Corley has created a truly astounding number of works, considering that he only started painting full-time in January 2024. He estimates that he has painted over 700 canvases in less than two years. They are not small pieces, either. His favorite canvas is a 30-by-40-inch gallery wrap, and he has recently started framing some pieces in older, gaudy gold picture frames. He also started painting on glass and discovered that he loves it.

“Now that I’ve let go,” he said, “I’m just pumping stuff out.”
Corley’s neighbor in 2024 urged him to create an Instagram account. He named it @art_theperson and uploaded photos of his paintings, pairing each with one of the songs he listened to while painting it. He immediately began getting noticed. Two weeks later, an art curator from Spain reached out, and Corley contracted with them.
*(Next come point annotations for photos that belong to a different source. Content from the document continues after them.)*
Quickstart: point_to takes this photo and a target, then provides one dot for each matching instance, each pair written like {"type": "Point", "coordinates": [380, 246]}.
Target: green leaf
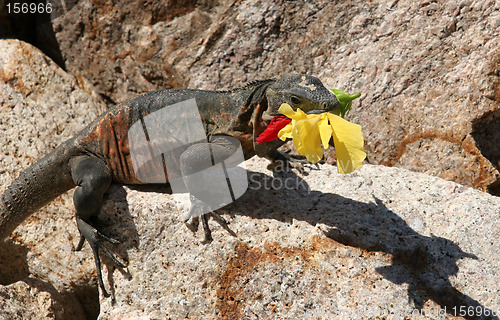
{"type": "Point", "coordinates": [345, 101]}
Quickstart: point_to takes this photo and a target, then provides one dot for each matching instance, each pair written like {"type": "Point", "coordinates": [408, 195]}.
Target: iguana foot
{"type": "Point", "coordinates": [89, 233]}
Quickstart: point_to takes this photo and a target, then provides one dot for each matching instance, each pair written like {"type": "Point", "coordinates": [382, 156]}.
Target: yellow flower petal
{"type": "Point", "coordinates": [286, 132]}
{"type": "Point", "coordinates": [348, 141]}
{"type": "Point", "coordinates": [307, 139]}
{"type": "Point", "coordinates": [325, 130]}
{"type": "Point", "coordinates": [310, 131]}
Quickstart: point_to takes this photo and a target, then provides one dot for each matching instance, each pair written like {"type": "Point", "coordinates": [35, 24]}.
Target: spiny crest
{"type": "Point", "coordinates": [248, 85]}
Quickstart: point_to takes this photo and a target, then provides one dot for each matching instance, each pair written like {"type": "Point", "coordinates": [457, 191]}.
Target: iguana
{"type": "Point", "coordinates": [99, 154]}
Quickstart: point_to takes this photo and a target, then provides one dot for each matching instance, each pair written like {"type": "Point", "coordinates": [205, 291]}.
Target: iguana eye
{"type": "Point", "coordinates": [295, 100]}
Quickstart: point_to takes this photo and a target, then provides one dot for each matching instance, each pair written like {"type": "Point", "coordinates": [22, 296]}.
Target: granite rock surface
{"type": "Point", "coordinates": [428, 71]}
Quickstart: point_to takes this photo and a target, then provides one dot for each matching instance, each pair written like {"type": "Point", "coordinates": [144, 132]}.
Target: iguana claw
{"type": "Point", "coordinates": [89, 233]}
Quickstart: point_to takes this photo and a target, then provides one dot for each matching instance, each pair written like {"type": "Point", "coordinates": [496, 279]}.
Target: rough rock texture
{"type": "Point", "coordinates": [309, 247]}
{"type": "Point", "coordinates": [41, 106]}
{"type": "Point", "coordinates": [35, 299]}
{"type": "Point", "coordinates": [428, 70]}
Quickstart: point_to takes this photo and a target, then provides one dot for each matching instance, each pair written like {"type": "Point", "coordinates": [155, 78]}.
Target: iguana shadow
{"type": "Point", "coordinates": [424, 263]}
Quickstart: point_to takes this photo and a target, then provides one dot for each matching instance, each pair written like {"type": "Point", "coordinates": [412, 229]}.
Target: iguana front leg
{"type": "Point", "coordinates": [197, 158]}
{"type": "Point", "coordinates": [93, 178]}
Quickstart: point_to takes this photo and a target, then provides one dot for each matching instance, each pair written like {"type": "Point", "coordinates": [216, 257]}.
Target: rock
{"type": "Point", "coordinates": [35, 299]}
{"type": "Point", "coordinates": [428, 72]}
{"type": "Point", "coordinates": [41, 106]}
{"type": "Point", "coordinates": [376, 241]}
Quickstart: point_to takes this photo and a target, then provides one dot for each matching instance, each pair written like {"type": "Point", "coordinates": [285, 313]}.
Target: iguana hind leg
{"type": "Point", "coordinates": [93, 178]}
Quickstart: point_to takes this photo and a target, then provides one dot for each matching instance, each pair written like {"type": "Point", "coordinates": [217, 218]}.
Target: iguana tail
{"type": "Point", "coordinates": [36, 186]}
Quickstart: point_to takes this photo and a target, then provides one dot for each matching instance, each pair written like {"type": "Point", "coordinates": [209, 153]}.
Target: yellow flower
{"type": "Point", "coordinates": [310, 131]}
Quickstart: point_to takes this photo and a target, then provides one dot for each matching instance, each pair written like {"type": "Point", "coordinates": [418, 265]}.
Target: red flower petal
{"type": "Point", "coordinates": [271, 132]}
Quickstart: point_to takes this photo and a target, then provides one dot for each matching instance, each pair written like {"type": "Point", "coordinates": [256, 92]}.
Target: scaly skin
{"type": "Point", "coordinates": [100, 153]}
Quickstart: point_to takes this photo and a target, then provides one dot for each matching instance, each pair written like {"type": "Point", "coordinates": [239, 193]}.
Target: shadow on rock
{"type": "Point", "coordinates": [486, 133]}
{"type": "Point", "coordinates": [424, 263]}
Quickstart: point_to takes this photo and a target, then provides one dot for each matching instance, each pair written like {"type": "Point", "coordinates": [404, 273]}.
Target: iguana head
{"type": "Point", "coordinates": [304, 92]}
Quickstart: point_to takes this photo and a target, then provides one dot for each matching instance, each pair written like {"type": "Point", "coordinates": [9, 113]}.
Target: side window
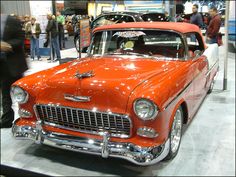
{"type": "Point", "coordinates": [195, 43]}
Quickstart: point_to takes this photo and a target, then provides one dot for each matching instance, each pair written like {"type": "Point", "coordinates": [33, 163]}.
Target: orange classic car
{"type": "Point", "coordinates": [129, 98]}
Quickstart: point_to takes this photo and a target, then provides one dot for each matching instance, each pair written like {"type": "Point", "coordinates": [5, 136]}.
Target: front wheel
{"type": "Point", "coordinates": [175, 134]}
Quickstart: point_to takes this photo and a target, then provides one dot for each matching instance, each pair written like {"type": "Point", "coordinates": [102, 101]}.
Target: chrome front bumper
{"type": "Point", "coordinates": [104, 147]}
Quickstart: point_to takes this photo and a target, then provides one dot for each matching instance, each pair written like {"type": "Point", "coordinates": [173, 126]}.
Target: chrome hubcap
{"type": "Point", "coordinates": [176, 131]}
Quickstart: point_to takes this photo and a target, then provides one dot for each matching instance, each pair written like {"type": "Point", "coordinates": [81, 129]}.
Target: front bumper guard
{"type": "Point", "coordinates": [129, 151]}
“That’s when I started getting serious,” he said. “I noticed that my style was changing, but any time I change bands or albums, my style changes. I just enjoyed letting my head and hands do everything without my brain interfering.”
His work is currently displayed at a gallery in Madrid, and he has been invited to participate in several international art shows, including Red Dot in Miami. Closer to home, he has gained the support of Southern Heartland Art Gallery, where he has several works for sale. His parents, once worried about their young son’s propensity for horror, now fully back his endeavors. Corley admits that he sometimes finds himself toning down the dark vibes that naturally make their way into some paintings.
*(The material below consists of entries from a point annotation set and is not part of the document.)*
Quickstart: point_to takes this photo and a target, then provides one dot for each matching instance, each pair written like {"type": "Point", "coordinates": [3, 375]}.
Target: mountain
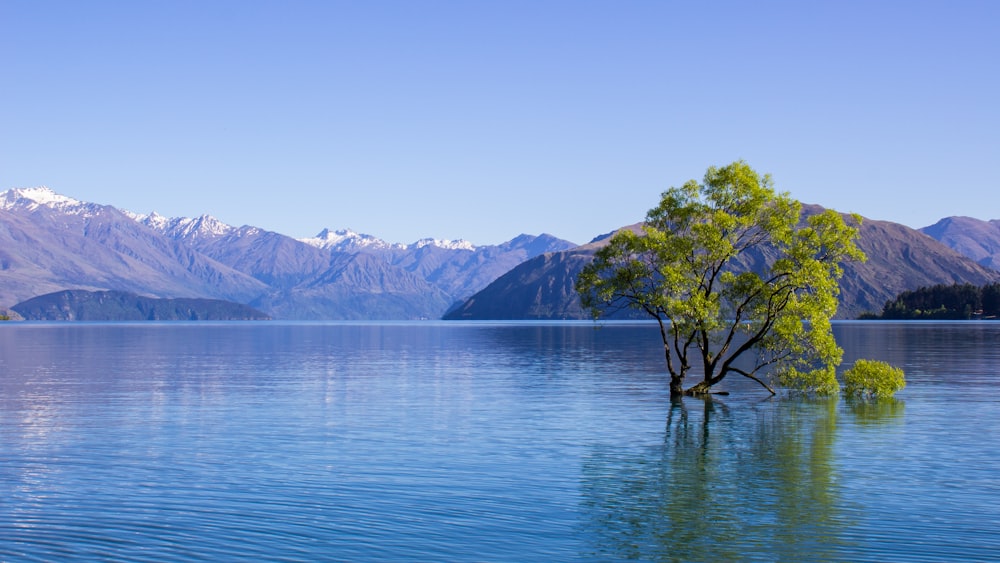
{"type": "Point", "coordinates": [50, 242]}
{"type": "Point", "coordinates": [899, 258]}
{"type": "Point", "coordinates": [79, 305]}
{"type": "Point", "coordinates": [975, 238]}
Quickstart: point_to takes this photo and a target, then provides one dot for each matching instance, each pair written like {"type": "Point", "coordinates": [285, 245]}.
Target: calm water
{"type": "Point", "coordinates": [480, 442]}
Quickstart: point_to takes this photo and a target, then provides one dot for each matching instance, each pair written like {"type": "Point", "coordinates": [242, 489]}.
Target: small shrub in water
{"type": "Point", "coordinates": [870, 378]}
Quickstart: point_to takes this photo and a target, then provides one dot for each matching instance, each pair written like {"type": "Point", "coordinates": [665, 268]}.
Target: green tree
{"type": "Point", "coordinates": [730, 272]}
{"type": "Point", "coordinates": [873, 379]}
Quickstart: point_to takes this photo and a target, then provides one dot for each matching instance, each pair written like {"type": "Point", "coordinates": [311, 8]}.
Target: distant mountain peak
{"type": "Point", "coordinates": [344, 240]}
{"type": "Point", "coordinates": [459, 244]}
{"type": "Point", "coordinates": [205, 226]}
{"type": "Point", "coordinates": [33, 198]}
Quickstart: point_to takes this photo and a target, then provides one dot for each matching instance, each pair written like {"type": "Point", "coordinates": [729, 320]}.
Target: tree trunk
{"type": "Point", "coordinates": [702, 388]}
{"type": "Point", "coordinates": [676, 387]}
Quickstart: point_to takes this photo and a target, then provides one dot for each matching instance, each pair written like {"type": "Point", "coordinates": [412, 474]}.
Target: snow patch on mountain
{"type": "Point", "coordinates": [201, 227]}
{"type": "Point", "coordinates": [346, 240]}
{"type": "Point", "coordinates": [446, 244]}
{"type": "Point", "coordinates": [30, 199]}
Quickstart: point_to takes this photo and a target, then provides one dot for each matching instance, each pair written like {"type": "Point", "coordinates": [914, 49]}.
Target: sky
{"type": "Point", "coordinates": [482, 120]}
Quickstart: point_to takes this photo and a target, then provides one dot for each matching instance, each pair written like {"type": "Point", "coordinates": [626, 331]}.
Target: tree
{"type": "Point", "coordinates": [729, 271]}
{"type": "Point", "coordinates": [873, 379]}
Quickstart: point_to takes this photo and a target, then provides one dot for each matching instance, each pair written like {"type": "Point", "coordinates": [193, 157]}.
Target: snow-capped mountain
{"type": "Point", "coordinates": [30, 199]}
{"type": "Point", "coordinates": [204, 226]}
{"type": "Point", "coordinates": [51, 242]}
{"type": "Point", "coordinates": [346, 240]}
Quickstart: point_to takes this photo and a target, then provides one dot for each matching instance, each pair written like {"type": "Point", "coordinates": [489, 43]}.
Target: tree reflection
{"type": "Point", "coordinates": [726, 484]}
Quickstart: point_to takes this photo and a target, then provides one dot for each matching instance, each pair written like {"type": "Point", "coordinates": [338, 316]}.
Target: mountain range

“I live in Covington now,” he said, “so I have to change it up a little.” However, he was quick to acknowledge the therapeutic value of his craft, specifically the non-aggressive catharsis that comes from expressing negative emotions through art rather than acting them out. “If I’m angry and I draw it, I’m getting it out of me,” Corley said. “I’m not taking it to work with me or taking it out to dinner. Look at it this way: Would you rather have someone paint a picture of knocking you upside the head or actually do it? Either way, the negativity gets out of their head.” Corley also notes with a laugh that strong negative emotions inspired some of his most colorful paintings. “Someone asked me if I was trying to say that not everything dark is evil,” he said. “I replied, ‘No, what I’m saying is that evil can be really colorful.’”

Corley points out that he has never adopted one style of painting. He lets whatever he may be going through and whatever he may be listening to at a given time flow onto the canvas.
“I literally don’t plan anything. I’ve never planned what I wanted to paint,” he said. “I don’t even know what the end result will be when I start, so every day is a surprise to me. I don’t sit down until I go to bed. It’s great.”